Although Cohler and Feigenbaum stress that their project is less concerned with the personas of the artists at play, and more concerned with their work, it’s hard to ignore the fact that, like Kanye, Beethoven was also something of an egoist. When a review of his “String Quartet No. 13” declared the work “incomprehensible, like Chinese,” he responded indignantly and without a hint of self-doubt, calling his audience “Cattle! Asses!” One of his most iconic quotes, “There are many princes and there will continue to be thousands more, but there is only one Beethoven,” sounds similarly familiar.

The show concludes with a comparison of the last movement of Beethoven’s “String Quartet No. 14” and Kanye’s “On Sight,” which opens his album. “If you don’t know the pieces you would have no idea where one piece starts and the other ends,” Cohler described. “It’s so emblematic of the artistic embryo that characterizes both Beethoven and Kanye — that propulsion, impulse and drive.”

Not everyone is psyched about the performance. Pitchfork Senior Editor Jayson Greene called the project “spectacularly ill-conceived.” Greene, who writes about both classical and hip-hop music, sees little connection between the two artists beyond a catchy conjoined nickname, and described the effort as a lazy attempt to bridge high and low culture that underestimates both artists and their audience.

“Lumping things on two sides of a room and drawing a line is less difficult than figuring out where each individual element belongs in a space,” Greene wrote. “And if you are going to start mixing and matching — say, by establishing a parallel between a rapper and a composer that leaps over genre boundaries, countries, and hundreds of years — for god’s sake, think hard about what you’re doing.”
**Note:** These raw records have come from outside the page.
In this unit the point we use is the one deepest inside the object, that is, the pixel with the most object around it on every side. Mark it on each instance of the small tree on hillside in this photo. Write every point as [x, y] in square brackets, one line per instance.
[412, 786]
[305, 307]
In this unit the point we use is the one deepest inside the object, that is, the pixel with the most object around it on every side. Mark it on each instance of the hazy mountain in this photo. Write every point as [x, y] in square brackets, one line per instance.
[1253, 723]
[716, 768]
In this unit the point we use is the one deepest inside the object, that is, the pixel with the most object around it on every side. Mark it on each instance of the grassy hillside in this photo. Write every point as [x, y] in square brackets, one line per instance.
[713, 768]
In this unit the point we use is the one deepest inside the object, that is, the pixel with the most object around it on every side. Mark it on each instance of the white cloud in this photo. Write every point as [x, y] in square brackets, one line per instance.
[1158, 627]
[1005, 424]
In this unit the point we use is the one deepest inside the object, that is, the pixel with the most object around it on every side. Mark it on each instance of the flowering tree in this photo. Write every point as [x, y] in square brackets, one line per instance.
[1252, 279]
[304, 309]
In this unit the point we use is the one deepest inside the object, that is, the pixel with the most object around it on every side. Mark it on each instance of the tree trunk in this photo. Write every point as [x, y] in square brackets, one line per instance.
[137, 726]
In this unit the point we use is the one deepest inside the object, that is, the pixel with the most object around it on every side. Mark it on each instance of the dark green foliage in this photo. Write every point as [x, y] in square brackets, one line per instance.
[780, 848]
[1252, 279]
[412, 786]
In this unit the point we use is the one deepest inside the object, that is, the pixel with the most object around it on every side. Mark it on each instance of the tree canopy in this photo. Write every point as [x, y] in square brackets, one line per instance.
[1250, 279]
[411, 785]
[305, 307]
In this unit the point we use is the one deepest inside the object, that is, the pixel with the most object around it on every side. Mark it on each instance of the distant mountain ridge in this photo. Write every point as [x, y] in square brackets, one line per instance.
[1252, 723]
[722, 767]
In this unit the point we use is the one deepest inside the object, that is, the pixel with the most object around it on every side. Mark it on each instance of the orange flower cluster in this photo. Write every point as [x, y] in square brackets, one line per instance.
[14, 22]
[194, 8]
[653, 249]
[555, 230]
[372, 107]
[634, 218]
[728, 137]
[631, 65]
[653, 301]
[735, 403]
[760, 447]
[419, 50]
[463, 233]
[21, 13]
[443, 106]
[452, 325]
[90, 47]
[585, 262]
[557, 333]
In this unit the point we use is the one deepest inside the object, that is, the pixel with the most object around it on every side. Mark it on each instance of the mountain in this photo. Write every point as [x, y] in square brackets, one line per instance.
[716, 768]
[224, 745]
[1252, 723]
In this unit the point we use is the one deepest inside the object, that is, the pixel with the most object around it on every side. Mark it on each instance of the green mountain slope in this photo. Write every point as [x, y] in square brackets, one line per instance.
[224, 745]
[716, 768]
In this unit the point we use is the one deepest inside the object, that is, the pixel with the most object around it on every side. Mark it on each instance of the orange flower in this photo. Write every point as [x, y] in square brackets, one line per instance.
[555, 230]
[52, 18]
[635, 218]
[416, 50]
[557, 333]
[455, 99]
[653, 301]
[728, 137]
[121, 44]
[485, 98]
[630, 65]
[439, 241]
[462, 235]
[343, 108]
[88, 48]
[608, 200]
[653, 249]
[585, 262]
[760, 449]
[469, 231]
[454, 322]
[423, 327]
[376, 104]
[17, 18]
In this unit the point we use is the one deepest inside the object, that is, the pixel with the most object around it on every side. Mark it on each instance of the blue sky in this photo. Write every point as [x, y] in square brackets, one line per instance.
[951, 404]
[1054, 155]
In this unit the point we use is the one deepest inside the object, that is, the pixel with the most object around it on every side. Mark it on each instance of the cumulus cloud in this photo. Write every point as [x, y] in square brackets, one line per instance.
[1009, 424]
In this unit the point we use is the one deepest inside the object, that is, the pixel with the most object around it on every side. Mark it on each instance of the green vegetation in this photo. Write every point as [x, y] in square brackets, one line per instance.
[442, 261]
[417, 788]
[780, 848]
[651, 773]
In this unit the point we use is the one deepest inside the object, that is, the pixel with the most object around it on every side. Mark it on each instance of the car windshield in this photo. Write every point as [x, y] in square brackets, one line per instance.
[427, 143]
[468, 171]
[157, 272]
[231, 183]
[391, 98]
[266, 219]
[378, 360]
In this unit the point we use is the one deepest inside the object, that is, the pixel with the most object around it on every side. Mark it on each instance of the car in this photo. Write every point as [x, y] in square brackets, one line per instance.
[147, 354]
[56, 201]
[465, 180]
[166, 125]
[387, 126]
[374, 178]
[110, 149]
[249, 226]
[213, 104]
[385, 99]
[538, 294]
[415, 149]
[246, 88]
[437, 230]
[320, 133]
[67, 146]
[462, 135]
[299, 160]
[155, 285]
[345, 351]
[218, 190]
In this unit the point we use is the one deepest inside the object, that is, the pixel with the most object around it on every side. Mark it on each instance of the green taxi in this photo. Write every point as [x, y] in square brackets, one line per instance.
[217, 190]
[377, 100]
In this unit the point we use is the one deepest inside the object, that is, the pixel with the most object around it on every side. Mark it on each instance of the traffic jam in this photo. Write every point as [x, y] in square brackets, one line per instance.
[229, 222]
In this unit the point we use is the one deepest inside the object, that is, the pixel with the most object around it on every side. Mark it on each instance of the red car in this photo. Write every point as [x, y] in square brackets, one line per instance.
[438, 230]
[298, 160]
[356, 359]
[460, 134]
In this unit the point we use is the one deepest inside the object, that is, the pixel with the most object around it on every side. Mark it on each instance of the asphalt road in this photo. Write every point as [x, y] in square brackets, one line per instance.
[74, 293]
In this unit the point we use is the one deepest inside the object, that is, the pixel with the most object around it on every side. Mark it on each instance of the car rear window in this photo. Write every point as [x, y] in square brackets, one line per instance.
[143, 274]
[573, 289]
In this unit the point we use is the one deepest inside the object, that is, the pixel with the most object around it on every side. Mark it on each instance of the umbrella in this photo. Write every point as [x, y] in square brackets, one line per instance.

Whether or not you like the resulting Yeethoven mashup, after speaking with briefly with both Cohler and Feigenbaum, it’s difficult to deny that they’ve put quite a lot thought into the pairing. This concert has been in preparation for about a year. And while Greene posits Igor Stravinsky as a stronger parallel to West, his argument is based as much upon the artists’ characters and visions as the actual content, which Cohler and Feigenbaum privilege.

As someone who knows far less about classical music, I cannot confidently comment on the solidity of the parallel between Ye and Be, at least not until the show takes place on April 16. However, I fully support the mission of a free, instructive concert performed by an orchestra of young people, illuminating bridges between unlikely artists that can be embraced or rejected by the audience as they see fit.

Rather than insulting their audience, Cohler and Feigenbaum invite people to participate in an imperfect experiment, one that can illuminate the tenuous nature of boundaries and categories confining all art forms. “The more young musicians that realize they can learn Bach and also improvise and play in a band and [learn that] those don’t have to be totally separate,” well, these are all good things, right?

Besides, the potential for “Yeethoven” to result in outrage, disagreement, slippage, disharmony and even misguided overconfidence sans apologies seems quite appropriate for the subject matter, no?

“The Great Music Series: Yeethoven“ takes place Saturday, April 16, at 7:30 p.m. The event is free, but tickets are required, available first-come first-serve starting at 6:00 p.m.